I survived the Google Seattle scalability conference And Seattle's "summer" weather! The conference was titled "The Seattle Conference on Scalability". The Google hosts were wonderful. I met some fellow bloggers and a lot of smart folks from massive scale websites, and some that hope to become massive scale websites.

What is the leading edge of scalability? 1,000,000 node clusters in five years, up from 25,000 node clusters today. Another spoke of 100x current scalability in the next few years. New plumbing to enable 10 GigE to handle massive clusters. Programming tools that enable a few dozen lines of code to put thousands of nodes to work.

Rather than summarize the entire conference in a few paragraphs or pages, which would hardly do it justice, I'm going to hit on some topics of particular interest over the next few days. Today's topic is the Amazon approach to a service oriented architecture (SOA). Werner Vogels and Swami Sivasubramanian presented at length on Amazon's experience.

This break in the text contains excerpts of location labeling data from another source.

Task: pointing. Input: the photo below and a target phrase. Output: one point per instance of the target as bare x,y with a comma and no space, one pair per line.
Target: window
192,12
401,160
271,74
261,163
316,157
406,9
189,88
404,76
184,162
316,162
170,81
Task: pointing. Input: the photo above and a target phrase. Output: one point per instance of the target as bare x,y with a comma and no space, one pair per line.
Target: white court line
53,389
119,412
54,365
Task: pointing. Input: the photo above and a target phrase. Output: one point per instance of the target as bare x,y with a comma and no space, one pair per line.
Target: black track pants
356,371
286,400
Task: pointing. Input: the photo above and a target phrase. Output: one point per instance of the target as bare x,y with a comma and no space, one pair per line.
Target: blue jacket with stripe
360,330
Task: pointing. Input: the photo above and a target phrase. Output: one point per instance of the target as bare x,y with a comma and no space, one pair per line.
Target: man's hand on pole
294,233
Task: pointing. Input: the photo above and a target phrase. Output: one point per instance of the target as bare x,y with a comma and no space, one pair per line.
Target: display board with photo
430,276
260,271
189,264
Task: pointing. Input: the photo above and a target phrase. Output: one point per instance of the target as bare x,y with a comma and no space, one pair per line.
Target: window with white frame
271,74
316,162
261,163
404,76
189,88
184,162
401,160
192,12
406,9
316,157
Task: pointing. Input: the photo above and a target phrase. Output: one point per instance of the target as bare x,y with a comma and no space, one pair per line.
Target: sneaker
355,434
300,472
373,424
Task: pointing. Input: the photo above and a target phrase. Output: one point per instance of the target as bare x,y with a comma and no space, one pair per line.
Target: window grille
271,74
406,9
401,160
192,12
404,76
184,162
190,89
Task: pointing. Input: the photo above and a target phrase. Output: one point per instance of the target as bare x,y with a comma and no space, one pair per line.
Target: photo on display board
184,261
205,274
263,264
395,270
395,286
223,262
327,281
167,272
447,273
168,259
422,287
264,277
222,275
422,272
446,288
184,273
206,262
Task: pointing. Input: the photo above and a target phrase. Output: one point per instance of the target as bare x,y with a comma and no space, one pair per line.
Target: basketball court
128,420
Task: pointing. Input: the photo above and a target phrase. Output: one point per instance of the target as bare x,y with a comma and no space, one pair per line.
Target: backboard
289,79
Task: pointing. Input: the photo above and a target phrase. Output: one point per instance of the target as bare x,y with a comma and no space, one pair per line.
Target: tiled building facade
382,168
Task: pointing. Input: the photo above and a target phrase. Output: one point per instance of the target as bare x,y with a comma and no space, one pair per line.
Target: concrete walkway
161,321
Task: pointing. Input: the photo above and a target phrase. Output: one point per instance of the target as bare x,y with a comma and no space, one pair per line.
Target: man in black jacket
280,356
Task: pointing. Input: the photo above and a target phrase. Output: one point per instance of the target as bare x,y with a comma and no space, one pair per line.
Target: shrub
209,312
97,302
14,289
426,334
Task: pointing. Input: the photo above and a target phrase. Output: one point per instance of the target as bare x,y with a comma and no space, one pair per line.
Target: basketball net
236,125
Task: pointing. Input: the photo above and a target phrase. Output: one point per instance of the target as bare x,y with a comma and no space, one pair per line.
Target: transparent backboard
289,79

SOA done right I've been critical of SOA hype because - in a nutshell - SOA isn't based on business metrics. Architects and devs can gush all they want, but until you can show hard business benefits you'll get a wave-off from the bean counters. As you should.

I've also been impressed by Amazon's path to highly scalable SOA because they've made every mistake in the book, starting with a hairball app, moving to a mainframe and finally a fully distributed SOA model.

How distributed? Every Amazon web page calls on at least 150 services. IMHO, the most important statement of the day was when Werner noted that "resource sharing without contracts kills scaling." If your services can't scale, your SOA dreams are DOA.

Bi-lateral talks The contract covers what the service promises against certain demand levels. The key is that both the demand side and the supply side are covered by the contract. This is the simplest level of business metric.

If the service doesn't meet the SLA when the demand exceeds the contract, too bad. As he noted several times, Amazon is all about getting the customer's money. It is a business, and developers are expected to know business requirements.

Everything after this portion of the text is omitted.